Christopher Clark stellt in seinem 2013 auf Deutsch erschienenen Buch "Die Schlafwandler" die alleinige Kriegsschuld des Deutschen Kaiserreichs am Ersten Weltkrieg infrage. Ignaz Miller mischt sich ein in die Diskussion dieser These, die in Fachkreisen für einigen Aufruhr sorgte.
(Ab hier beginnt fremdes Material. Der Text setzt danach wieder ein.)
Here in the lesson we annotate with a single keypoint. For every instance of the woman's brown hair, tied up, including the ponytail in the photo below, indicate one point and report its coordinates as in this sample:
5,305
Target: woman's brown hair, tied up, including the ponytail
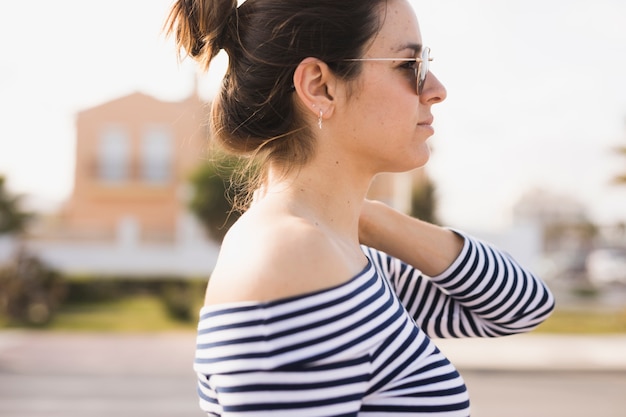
254,112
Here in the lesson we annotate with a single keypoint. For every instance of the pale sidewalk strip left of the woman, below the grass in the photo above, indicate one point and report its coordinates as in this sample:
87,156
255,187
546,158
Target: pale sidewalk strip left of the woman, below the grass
102,354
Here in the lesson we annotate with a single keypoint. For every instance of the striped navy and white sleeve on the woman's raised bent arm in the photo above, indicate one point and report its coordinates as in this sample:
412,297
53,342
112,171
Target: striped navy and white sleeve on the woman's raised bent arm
484,293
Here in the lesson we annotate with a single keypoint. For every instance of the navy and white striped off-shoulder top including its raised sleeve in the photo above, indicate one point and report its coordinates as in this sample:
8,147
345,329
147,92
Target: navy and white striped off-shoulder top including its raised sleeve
363,348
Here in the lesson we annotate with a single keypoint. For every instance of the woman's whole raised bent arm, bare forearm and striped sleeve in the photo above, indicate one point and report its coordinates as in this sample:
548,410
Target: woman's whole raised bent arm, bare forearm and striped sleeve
474,290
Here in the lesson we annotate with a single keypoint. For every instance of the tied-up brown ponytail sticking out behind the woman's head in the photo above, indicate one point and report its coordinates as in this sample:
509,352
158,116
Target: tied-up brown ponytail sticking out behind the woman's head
202,27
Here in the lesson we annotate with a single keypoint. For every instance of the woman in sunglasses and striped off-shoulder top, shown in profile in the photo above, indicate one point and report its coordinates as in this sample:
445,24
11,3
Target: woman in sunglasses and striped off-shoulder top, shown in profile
322,303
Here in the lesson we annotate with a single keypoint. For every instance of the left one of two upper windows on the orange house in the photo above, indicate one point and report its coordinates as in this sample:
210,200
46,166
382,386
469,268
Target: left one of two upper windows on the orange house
114,155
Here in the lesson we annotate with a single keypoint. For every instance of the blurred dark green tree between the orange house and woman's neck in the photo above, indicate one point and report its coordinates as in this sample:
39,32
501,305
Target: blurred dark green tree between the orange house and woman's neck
216,185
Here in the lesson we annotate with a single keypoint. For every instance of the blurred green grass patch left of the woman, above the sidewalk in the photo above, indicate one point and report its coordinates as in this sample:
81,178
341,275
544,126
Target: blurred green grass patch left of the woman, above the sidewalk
134,314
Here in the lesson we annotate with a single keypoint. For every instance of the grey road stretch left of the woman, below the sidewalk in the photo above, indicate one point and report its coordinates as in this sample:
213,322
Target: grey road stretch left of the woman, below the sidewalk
97,396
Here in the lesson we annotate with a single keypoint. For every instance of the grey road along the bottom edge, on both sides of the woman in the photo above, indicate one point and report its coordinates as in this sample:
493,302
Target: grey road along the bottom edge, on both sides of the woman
494,394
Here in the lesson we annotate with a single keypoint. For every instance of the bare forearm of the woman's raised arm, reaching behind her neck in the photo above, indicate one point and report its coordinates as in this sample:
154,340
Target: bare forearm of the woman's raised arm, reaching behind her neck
427,247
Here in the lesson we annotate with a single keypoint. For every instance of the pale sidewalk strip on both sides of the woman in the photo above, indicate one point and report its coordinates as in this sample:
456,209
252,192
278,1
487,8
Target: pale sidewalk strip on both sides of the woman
172,353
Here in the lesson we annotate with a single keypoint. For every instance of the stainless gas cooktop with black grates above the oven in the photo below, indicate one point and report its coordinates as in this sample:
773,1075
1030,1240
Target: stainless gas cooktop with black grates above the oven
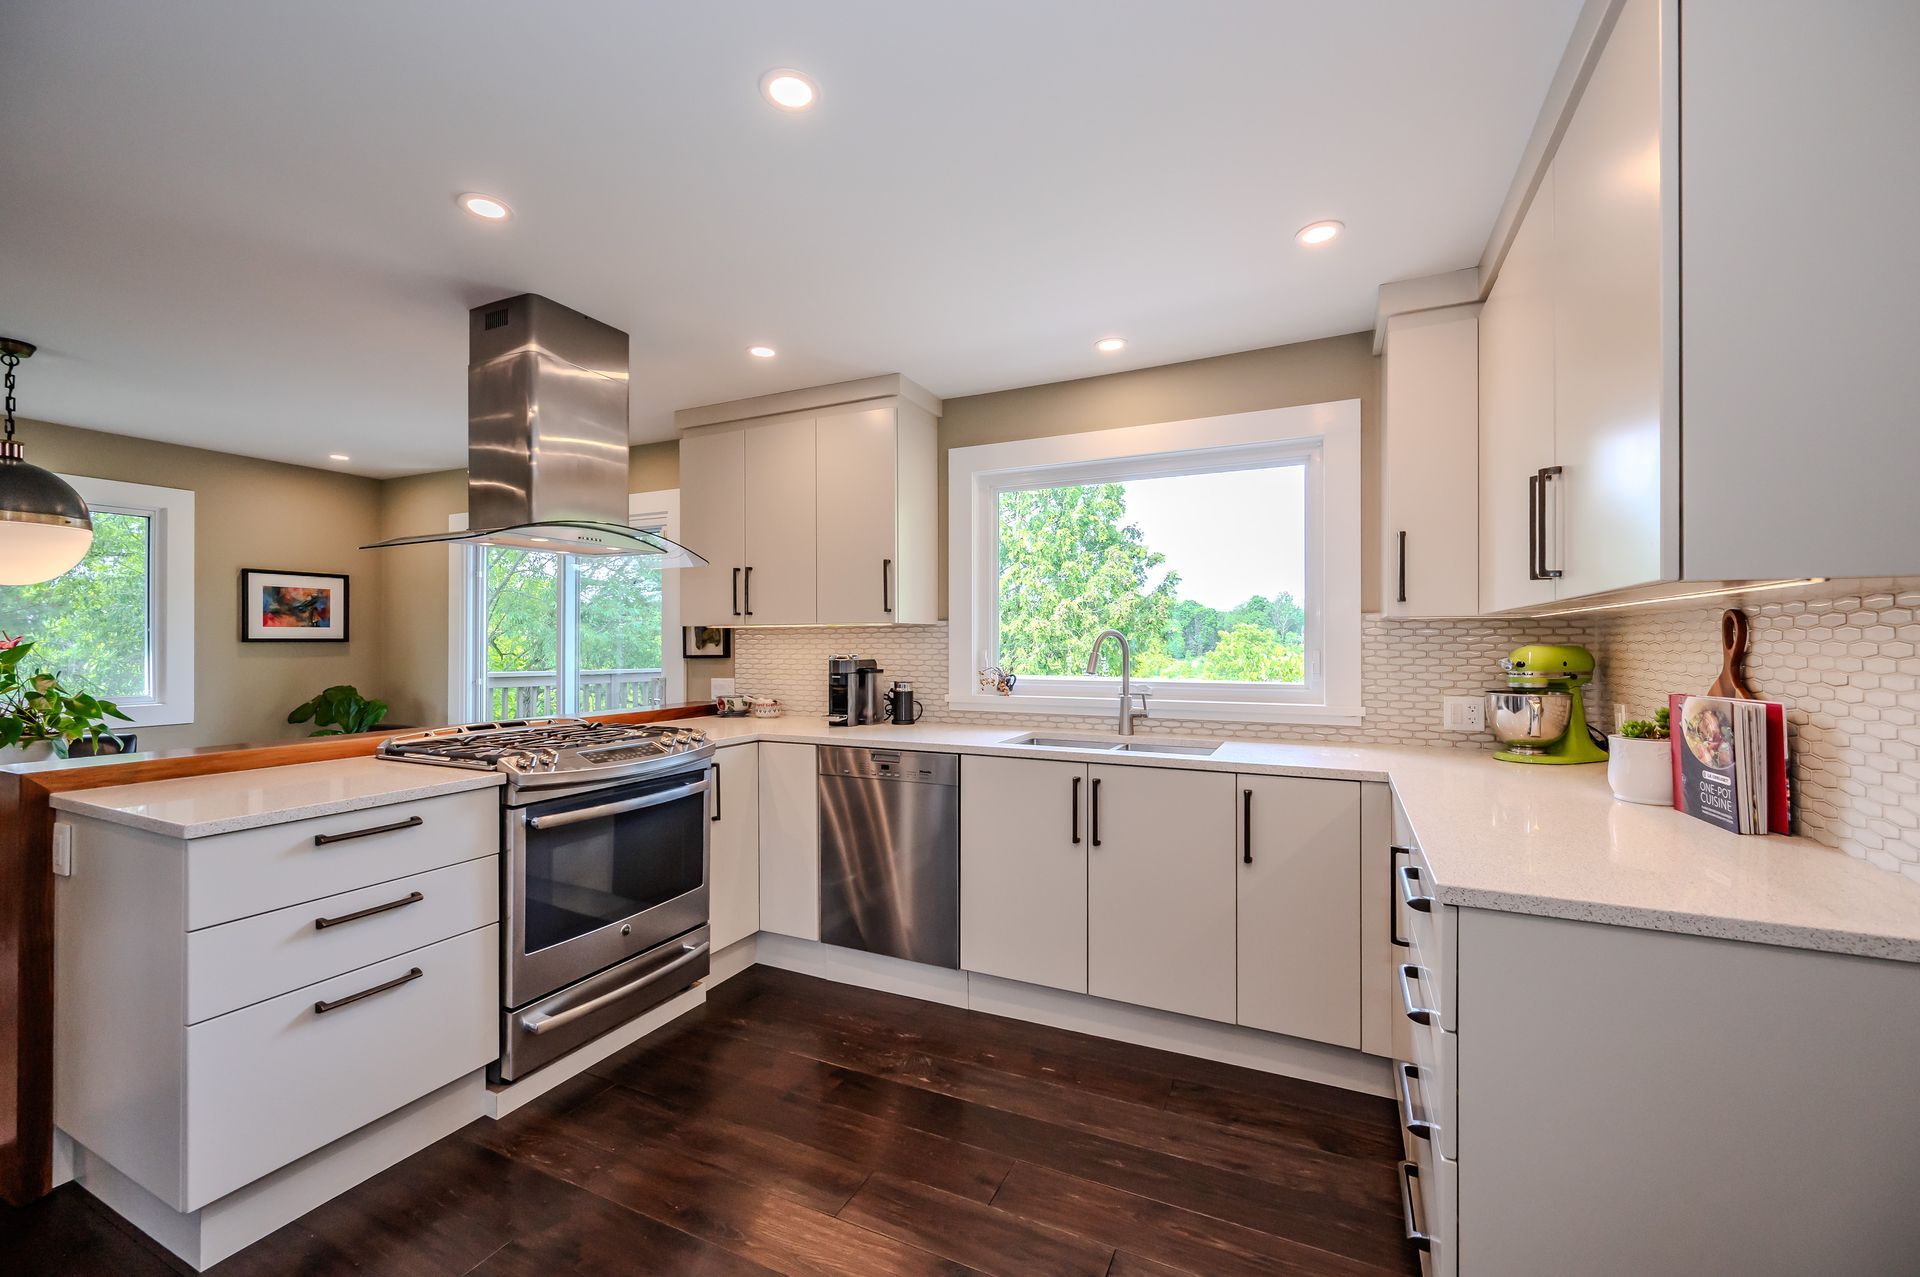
556,752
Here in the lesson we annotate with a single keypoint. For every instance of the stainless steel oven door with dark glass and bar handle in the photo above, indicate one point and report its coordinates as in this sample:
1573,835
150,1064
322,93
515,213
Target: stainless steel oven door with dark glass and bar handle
602,877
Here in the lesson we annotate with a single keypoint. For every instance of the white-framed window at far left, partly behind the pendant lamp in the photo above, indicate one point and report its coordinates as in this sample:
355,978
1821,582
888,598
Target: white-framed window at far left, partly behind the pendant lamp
120,625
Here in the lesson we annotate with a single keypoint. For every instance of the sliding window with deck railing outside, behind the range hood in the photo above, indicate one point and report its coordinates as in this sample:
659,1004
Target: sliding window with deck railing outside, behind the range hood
552,635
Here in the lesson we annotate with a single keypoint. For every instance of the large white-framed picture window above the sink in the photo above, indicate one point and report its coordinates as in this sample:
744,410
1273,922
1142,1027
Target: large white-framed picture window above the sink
1226,550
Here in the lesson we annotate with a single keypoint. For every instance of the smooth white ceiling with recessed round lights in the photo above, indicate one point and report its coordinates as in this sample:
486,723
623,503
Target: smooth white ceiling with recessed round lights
233,226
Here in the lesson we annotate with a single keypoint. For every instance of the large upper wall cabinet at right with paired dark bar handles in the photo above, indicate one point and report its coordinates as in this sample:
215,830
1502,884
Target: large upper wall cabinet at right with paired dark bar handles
1692,331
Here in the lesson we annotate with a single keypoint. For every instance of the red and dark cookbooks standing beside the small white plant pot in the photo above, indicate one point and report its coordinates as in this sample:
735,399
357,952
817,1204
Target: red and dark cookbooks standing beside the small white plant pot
1731,761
Bezug nehmend auf wichtige internationale Literatur zum Thema zeichnet er in 14 Kapiteln ein Bild des Deutschen Reiches, das nicht Opfer, sondern Täter war. Er zeigt, welche Stimmung in Deutschland vor und nach dem Krieg vorherrschte; untersucht, wie ein Nährboden für den Kriegswillen entstehen und sich auch nach Ende des Ersten Weltkriegs erhalten konnte; beleuchtet, was das Deutsche Reich in den Krieg trieb und wie konsequent es sich nach dem Krieg den Realitäten verweigerte und führt aus, dass bereits in der Weimarer Republik die Weichen für den nächsten Krieg gestellt wurden.
Rezensionsnotiz zu
Frankfurter Allgemeine Zeitung, 19.08.2014
Michael Epkenhans empfiehlt diese Lektüre beinahe unbedingt. Als lohnender Kontrast zum Gesang von den Schlafwandlern, die in den Ersten Weltkrieg stolperten, scheint ihm die Arbeit des Historikers Ignaz Miller mutig und wichtig. Wenn Miller kein Blatt vor den Mund nimmt und Überrüstung und Überschuldung und den Willen Deutschlands, eine Diktatur in Europa zu errichten als Gründe und Verantwortung des Deutschen Reiches für den Krieg benennt, kann der Rezensent zwar nicht in allen Einzelheiten zustimmen (so erscheint ihm mancher Vergleich mit der Gegenwart künstlich), anregend findet er das Buch aber allemal. Zumal die Quellennähe Epkenhans davon überzeugt, dass es der Verfasser Ernst meint und fundiert gegen den Trend zur Relativierung der deutschen Verantwortung arbeitet.